You can usually catch jackfish in the shallows around the bay or just outside the bay. With a big boat, you can cross the lake to Hunters Bay (1 ½ hours across) or to other deep water to go lake trout fishing. Pickerel/walleye fishing isn’t great, but if there are any, they are likely in Hunter’s Bay too. Pickerel fishing good on the Churchill River - head up to Stanley Mission or Missinipe.

The beach

The great secret of Lac La Ronge is that most of the south end of the lake is surrounded by beaches. Pile into the boat for a day on the beach with the whole beach to yourself.

Other outdoor activities

There are several walking / skiing / snowmobiling trails around Napatak. Look for signs at the trailheads; they are marked with small signs and there are maps posted. There is also a trail all along the lakeshore in front of the cabins, although it is a little hard to find in places.
The Nelson Lake trail follows the shore of a little landlocked lake.
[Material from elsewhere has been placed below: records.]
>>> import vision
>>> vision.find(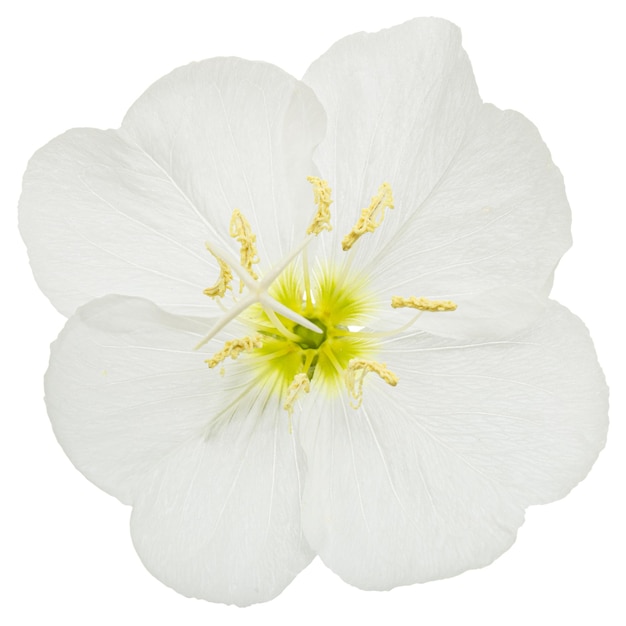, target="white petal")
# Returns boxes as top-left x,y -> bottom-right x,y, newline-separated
296,303 -> 607,589
304,18 -> 570,312
20,59 -> 325,315
46,296 -> 313,604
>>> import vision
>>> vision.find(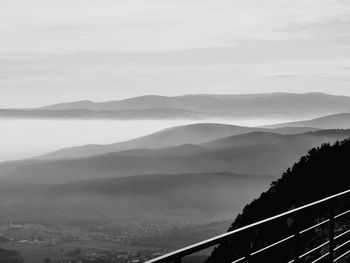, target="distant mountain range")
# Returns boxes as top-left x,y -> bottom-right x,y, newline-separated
37,123 -> 318,160
266,113 -> 350,129
0,130 -> 350,184
0,93 -> 350,119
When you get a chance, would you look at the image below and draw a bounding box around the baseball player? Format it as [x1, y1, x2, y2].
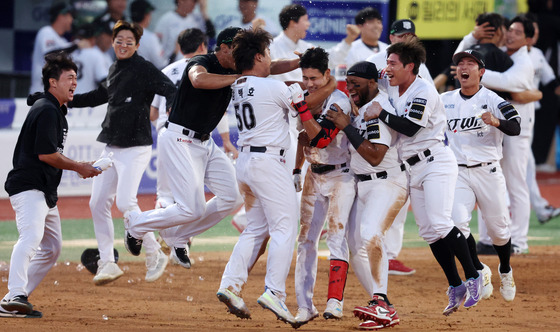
[69, 21, 177, 285]
[365, 42, 482, 315]
[290, 47, 356, 324]
[125, 27, 299, 268]
[217, 29, 303, 327]
[327, 61, 402, 329]
[441, 50, 521, 301]
[0, 53, 101, 318]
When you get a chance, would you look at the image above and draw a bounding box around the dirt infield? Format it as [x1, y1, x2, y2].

One entrance is on the north side of the road a few yards to the east of where the road splits to Napatak A and B; the other entrance is off the road into the Sask Tel microwave tower near Napatak B. A well marked trail follows the lakeshore for several kilometres.
La Ronge has skiing and canoeing clubs, well maintained ski trails, and a golf course. There are canoe outfitters at Missinipe, north on the Churchill River.

Finding out what’s going on

The local newspaper, the Northerner, comes out every week. You can buy it most places in town to find out what’s going on.

Missinipe Broadcasting (MBC), the local radio station, is at 89.9 and CBC is at 105.9 on the FM band.